2) Pandangan Pembicara
Pandangan pembicara yang dimaksud adalah arah pandangan mata pembicara
ketika berbicara. Pembicara dapat menghindari arah pandangan yang terus-menerus
ke atas, ke samping, atau merunduk. Pandangan pembicara diarahkan kepada lawan
bicara/pendengar. Yang dimaksud lawan bicara/pendengar adalah teman sekelas
siswa, adik kelas, kakak kelas, atau siapa pun yang mendengarkan pembicaraan.
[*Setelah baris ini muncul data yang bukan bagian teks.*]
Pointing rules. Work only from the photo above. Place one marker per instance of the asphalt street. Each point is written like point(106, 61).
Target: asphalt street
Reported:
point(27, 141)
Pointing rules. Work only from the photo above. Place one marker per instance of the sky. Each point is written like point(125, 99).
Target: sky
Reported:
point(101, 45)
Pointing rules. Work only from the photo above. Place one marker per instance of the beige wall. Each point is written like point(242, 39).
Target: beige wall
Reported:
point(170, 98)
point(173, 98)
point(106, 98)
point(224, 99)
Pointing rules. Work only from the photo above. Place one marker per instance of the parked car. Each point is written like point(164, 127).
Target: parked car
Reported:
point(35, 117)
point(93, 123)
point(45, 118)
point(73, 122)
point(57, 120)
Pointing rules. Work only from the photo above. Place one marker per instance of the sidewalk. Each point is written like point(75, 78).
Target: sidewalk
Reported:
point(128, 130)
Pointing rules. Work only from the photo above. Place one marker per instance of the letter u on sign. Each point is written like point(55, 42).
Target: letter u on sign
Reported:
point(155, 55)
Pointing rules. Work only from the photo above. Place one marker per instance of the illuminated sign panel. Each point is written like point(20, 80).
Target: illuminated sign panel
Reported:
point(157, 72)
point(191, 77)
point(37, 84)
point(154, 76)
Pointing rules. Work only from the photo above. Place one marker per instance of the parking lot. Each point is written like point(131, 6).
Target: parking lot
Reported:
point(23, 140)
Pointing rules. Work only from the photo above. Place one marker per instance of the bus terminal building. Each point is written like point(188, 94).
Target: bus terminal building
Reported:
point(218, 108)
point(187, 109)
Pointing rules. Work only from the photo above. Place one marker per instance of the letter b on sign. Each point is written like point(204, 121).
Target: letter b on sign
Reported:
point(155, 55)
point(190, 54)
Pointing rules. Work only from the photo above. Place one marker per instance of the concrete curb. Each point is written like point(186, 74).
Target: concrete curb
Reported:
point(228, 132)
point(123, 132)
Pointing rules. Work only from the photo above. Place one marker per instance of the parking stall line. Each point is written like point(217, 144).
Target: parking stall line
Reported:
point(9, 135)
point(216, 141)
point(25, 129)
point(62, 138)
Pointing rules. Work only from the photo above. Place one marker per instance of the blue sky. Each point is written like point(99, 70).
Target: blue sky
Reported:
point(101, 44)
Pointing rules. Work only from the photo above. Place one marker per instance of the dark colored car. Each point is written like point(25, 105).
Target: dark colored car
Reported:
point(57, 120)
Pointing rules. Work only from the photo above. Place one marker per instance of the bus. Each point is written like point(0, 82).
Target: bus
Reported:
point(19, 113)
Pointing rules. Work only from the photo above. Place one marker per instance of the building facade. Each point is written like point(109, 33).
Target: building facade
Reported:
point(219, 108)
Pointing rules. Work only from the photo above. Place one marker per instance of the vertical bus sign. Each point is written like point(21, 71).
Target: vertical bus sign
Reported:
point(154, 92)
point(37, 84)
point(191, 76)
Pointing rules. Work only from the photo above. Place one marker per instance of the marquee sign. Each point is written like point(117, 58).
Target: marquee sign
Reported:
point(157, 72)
Dengan kata lain, dalam situasi berbicara tampak terjadi kontak pandang antara
pembicara dan lawan bicara. Apabila pandangan hanya diarahkan kepada satu atau
dua orang saja, pendengar yang lainnya akan merasa tidak diperhatikan. Hal ini akan
berakibat pada berkurangnya perhatian pendengar kepada materi yang disampaikan.
4) Kenyaringan Suara
Kenyaringan suara yang dimaksud adalah kejelasan suara. Tingkat
kenyaringan suara tentu disesuaikan dengan situasi, tempat, jumlah pendengar, dan
akustik. Suara dapat didengar secara jelas oleh semua pendengar dan mampu
mengatasi gangguan suara dari luar.
5) Kelancaran
Seorang pembicara yang lancar berbicara akan memudahkan pendengar
menangkap isi pembicaraan. Pembicaraan tidak terputus-putus atau tidak tersendat-
sendat merupakan salah satu ciri pembicaraan berlangsung lancar. Sebaliknya,
pembicara yang terlalu cepat berbicara akan menyulitkan pendengar memahami
pokok pembicaraan.
6) Relevansi
Gagasan demi gagasan yang disampaikan oleh pembicara hendaknya
berhubungan secara logis. Dengan demikian, gagasan yang akan disampaikan dan
proses penyampainnya juga berhubungan secara logis dan sistematis. Hal ini berarti
bahwa hubungan antara kalimat yang satu dan kalimat yang lainnya harus
menunjukkan adanya kesesuaian dengan pokok pembicara.
7) Penguasaan Topik
Setiap pembicaraan mengandung satu topik. Topik pembicaraan hendaknya
betul-betul dikuasi oleh pembicara. Oleh karena itu, apabila berbicara dalam situasi
formal selalu dituntut persiapan. Pembicara yang menguasai topik dengan baik akan
menumbuhkan keberanian dan kelancaran pembicaraan. Rasa percaya diri juga akan
muncul dalam berbicara apabila pembicara menguasai topik yang dibicarakan.